Monday, January 10, 2005
Rescission Statute. An insured brought an action against its insurer, challenging the latter's rescission of her disability insurance policy within the six-year limitations period. The District Court dismissed the case based on a provision that provided that an insured could only bring an acton within three years on legal challenged to denied proofs of claim. The Second Circuit held that this provision had no applicability in this case. Terry v. Unum Life Insurance Co. can be found here.
Friday, January 07, 2005
Habitual residence. When one parent kidnaps a child from one country to another, the non-kidnapping party can get the child back to the child's "habitual residence" to decide all child custody issues by invoking the Hague Convention on the Civil Aspects of International Child Abduction, providing the relevant countries are parties to the treaty. In order to invoke the treaty, it must be shown the location of the habitual residence of the child. This term is not decided in the treaty, and in Gitter v. Gitter, the Second Circuit provided the factors that must be considered in making such a decision. First, the intent of the parents must be considered. However, that is not dispositive. The Court must also look to evidence that unequivocally points to the child having acclimatized to another country. The District Court had decided that the United States, not Israel was the habitual residence of the child based on the first factor, but did not consider the second factor. Based on that, the Second Circuit remanded the case for reconsideration by the District Court. The decision can be found here.

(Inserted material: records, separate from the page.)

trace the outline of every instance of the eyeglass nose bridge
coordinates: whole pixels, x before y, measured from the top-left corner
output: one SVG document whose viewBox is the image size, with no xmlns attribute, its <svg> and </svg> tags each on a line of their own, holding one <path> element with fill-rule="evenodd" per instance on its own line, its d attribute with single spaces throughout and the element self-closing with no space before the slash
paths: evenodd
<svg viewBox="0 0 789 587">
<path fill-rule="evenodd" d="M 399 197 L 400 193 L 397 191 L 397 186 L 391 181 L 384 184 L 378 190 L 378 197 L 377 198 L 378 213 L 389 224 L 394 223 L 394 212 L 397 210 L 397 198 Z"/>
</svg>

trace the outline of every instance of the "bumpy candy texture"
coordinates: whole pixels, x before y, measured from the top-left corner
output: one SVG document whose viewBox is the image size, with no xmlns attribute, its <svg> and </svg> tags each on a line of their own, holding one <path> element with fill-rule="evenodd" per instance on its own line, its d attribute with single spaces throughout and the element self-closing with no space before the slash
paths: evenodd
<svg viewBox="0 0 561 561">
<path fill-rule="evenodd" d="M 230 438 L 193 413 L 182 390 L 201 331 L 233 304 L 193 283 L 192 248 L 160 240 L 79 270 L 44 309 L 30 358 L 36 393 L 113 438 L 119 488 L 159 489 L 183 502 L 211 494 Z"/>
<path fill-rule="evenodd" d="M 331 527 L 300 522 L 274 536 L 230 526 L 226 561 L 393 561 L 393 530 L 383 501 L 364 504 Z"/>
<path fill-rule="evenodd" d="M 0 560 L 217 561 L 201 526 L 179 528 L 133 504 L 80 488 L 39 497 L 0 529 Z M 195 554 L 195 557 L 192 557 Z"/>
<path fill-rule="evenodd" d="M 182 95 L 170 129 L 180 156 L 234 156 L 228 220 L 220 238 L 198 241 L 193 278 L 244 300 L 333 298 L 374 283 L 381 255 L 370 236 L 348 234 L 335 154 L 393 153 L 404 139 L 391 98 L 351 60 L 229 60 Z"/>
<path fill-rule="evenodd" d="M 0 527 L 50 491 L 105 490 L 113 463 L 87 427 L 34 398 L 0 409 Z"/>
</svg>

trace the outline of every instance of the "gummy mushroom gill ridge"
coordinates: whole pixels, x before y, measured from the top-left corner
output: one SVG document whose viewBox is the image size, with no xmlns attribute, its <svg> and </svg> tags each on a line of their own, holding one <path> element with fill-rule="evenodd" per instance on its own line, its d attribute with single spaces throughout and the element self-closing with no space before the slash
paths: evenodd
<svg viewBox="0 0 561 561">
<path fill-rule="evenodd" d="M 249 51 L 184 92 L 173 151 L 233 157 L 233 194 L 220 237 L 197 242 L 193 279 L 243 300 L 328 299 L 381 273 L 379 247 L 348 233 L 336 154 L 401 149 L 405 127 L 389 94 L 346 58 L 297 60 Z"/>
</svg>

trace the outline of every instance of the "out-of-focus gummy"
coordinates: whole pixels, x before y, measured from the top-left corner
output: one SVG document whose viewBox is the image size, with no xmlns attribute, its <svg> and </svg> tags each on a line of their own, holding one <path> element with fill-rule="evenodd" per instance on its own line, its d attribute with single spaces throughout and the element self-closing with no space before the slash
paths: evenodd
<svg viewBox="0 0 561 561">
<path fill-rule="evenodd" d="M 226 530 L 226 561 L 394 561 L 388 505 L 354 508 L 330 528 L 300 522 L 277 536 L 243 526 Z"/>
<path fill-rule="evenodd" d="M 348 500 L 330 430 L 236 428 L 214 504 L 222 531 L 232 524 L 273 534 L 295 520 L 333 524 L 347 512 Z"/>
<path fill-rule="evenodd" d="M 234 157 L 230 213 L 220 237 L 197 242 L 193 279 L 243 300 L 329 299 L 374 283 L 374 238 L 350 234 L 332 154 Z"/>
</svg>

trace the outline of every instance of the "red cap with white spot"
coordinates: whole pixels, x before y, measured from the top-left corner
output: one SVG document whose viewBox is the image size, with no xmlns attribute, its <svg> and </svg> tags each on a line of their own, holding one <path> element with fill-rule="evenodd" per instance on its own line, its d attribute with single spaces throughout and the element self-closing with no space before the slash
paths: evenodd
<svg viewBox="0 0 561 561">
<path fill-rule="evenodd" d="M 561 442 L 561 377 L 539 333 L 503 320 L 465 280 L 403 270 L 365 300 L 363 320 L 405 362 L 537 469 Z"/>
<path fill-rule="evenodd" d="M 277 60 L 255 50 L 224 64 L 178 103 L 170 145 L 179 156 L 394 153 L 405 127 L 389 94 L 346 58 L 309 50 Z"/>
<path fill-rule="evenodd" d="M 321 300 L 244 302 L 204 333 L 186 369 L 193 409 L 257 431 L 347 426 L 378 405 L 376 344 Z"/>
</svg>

Thursday, January 06, 2005
Tuesday, January 04, 2005
Crawford Not retroactive. The New York Law Journal has written an article on the retoractivity of the Crawford case. The article can be found here (and I don't think you have to be a subscriber).
New blog. Check out John Derrick's new blog on appellate practice, On Appeal. You can find it here. Enjoy it!
UPDATE: I see that it is actually an update of the Appellate Law and Practice blog that has been listed for a few months on my bloglist and has moved off of blogspot. I'll make the change on my bloglist. You can still enjoy it.
UPDATE: I see that it is actually an update of the Appellate Law and Practice blog that has been listed for a few months on my bloglist and has moved off of blogspot. I'll make the change on my bloglist. You can still enjoy it.
Monday, January 03, 2005
Breach of Duty of Good Faith and Fair Dealing -- Not enough. Sterling National Bank breached its duty of good faith and fair dealing to National Market Share, Inc. by failing to honor approximately $800,000 in payroll checks. However, it was National Market's Share's faithless principal who had caused the company to go out of business. Hence, the bank was only ordered to pay nominal damages of $1. The Second Circuit affirmed. The decision in National Market Share, Inc. v. Sterling National Bank can be found here.
Friday, December 31, 2004
Forfeiture. Barbara Pacheco purchased certain real property that the government was trying to forfeit from a criminal defendant. Pacheco knew about this in that a notice of pendency was filed long before she bought it. However, because the criminal defendant's wife had an interest in the property, Pacheco's purchase may be valid as to her purchase of the wife's interest -- or, at least, the Second Circuit, on its appeal from a motion to dismiss, did not find otherwise. The decision in United States v. Serendensky can be found here.